Thousands of job cuts are expected at Big Three automakers Ford, General Motors and DaimlerChrysler. The United Auto Workers has already agreed to unspecified cuts under tentative labor agreements with Ford and DaimlerChrysler, and is negotiating a new deal with GM. The automakers continue to face declining profits and market share.

"There are still great pressures on companies to cut losses and costs," Challenger says. "Many blue- and white-collar jobs are being globalized. That means languishing job growth" in the United States.

R.J. Reynolds' job cuts — including up to 1,700 of 4,200 employed in Winston-Salem, N.C. — are part of a plan to cut $1 billion in expenses by 2005, says spokeswoman Jan Smith.

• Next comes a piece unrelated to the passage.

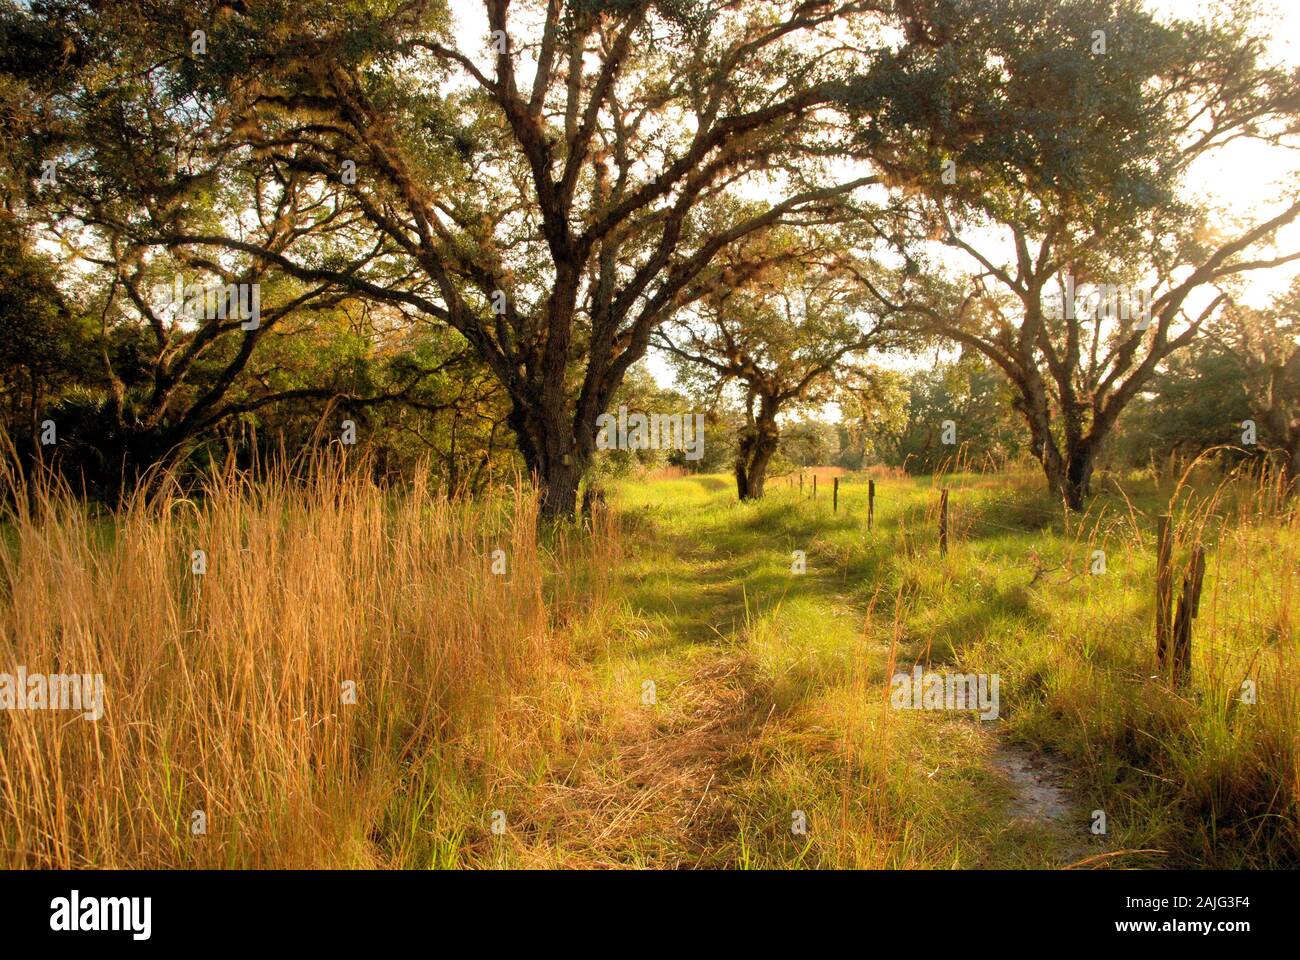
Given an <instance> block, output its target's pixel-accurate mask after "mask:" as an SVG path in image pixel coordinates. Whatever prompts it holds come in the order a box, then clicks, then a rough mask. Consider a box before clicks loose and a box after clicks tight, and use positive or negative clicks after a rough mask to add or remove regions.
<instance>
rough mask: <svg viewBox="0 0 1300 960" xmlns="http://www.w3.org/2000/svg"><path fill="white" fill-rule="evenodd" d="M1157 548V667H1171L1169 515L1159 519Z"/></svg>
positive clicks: (1169, 549)
mask: <svg viewBox="0 0 1300 960" xmlns="http://www.w3.org/2000/svg"><path fill="white" fill-rule="evenodd" d="M1158 524H1160V526H1158V535H1157V548H1156V666H1157V667H1158V669H1160V670H1162V671H1164V670H1165V669H1166V667H1167V666H1169V631H1170V622H1169V620H1170V614H1171V610H1170V607H1171V606H1173V604H1174V536H1173V531H1171V529H1170V518H1169V514H1161V515H1160V518H1158Z"/></svg>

Economists have characterized the economic recovery as a jobless expansion. But if job growth doesn't rebound soon, consumer confidence is likely to slide. "The economy will falter again if we don't have a better job market," Zandi says. "Tax cuts and mortgage borrowings can only work so far."

Others say layoffs are here to stay.

"Going forward, even when the economy looks like it is booming, the competitive nature of business and the ebbs and flows of sectors will cause companies to restructure," says Joel Naroff of Naroff Economic Advisors. "This is the dynamic of a competitive market. It's a fact of economic life we have to get used to."